But supposing no question could have been made as to the competency of the evidence in relation to Sowers’ estate, or that the witness gave other testimony independently of the books, tending to show that the defendant in error might have had means at his command derived from Sowers’ estate, this would not necessarily render the settlements of the. accounts of that estate admissible in evidence. Their admissibility would depend upon their relevanóy; and this of course refers to the nature and character of their contents. When examined, these might be found to be *relevant or wholly irrelevant. They might tend to meet the testimony of the witness Crawford, by showing that he could not have the control of funds to any large amount from that source, or they might fail to shed any light whatever upon the question of the means he had at command. But what state of facts they would disclose, we are not informed. They are not made a part of the bill of exceptions, so that the court can inspect them and judge whether they would be relevant or otherwise; nor does the bill of exceptions state their purport or what they would prove if received in evidence. Now it cannot be sufficient ground for reversing a judgment that evidence was excluded which might or might not have been relevant to the issue. On the contrary, it has been expressly decided by this court that when it is alleged error has been committed , in excluding proper and relevant testimony from the jury, it is incumbent on the party seeking to reverse a judgment for this cause, to show that error has been committed: And to this end the evidence offered and rejected must appear to have been relevant from the statement of the evidence alone; or if the relevancy of the evidence depends on other facts, the party alleging the error must present such a case on the record as shows its relevancy. And if the testimony does not appear of itself or upon the facts stated in the record, to-have been relevant, it will be held in the appellate court to have been properly excluded. Rowt’s adm’x v. Kile’s adm’r, 1 Leigh 216; Carpenter v. Utz, 4 Gratt. 270; Johnson’s ex’x v. Jennings’ adm’r, 10 Gratt. 1.

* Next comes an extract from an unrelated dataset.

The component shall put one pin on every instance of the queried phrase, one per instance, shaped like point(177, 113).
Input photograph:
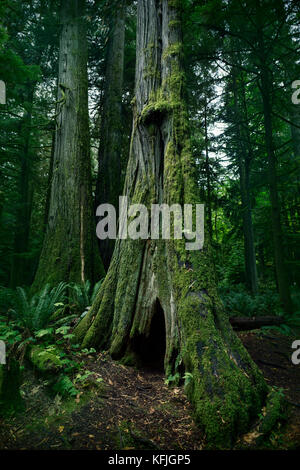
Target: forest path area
point(134, 409)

I am aware there are certain cases from which it might seem to be deducible that the practice in such a case, where the bill of exceptions fails to show the relevancy of the evidence rejected, is to reverse the judgment and remand the cause for a new trial. Fowler v. Lee, 4 Munf. 373; Hairston v. Cole, 1 Rand. *461. I conceive, however,- the later cases. above referred to establish a different rule, one more conformable to general principle, and in more strict analogy to the settled practice of the court in the case of ai motion for a new trial where the bill of exceptions sets out the evidence instead of the facts proved in the cause. Bennett v. Hardaway, 6 Munf. 125; Deems v. Quarrier, 3 Rand. 475; Carrington v. Bennett, 1 Leigh 340; Ewing v. Ewing, 2 Leigh 337.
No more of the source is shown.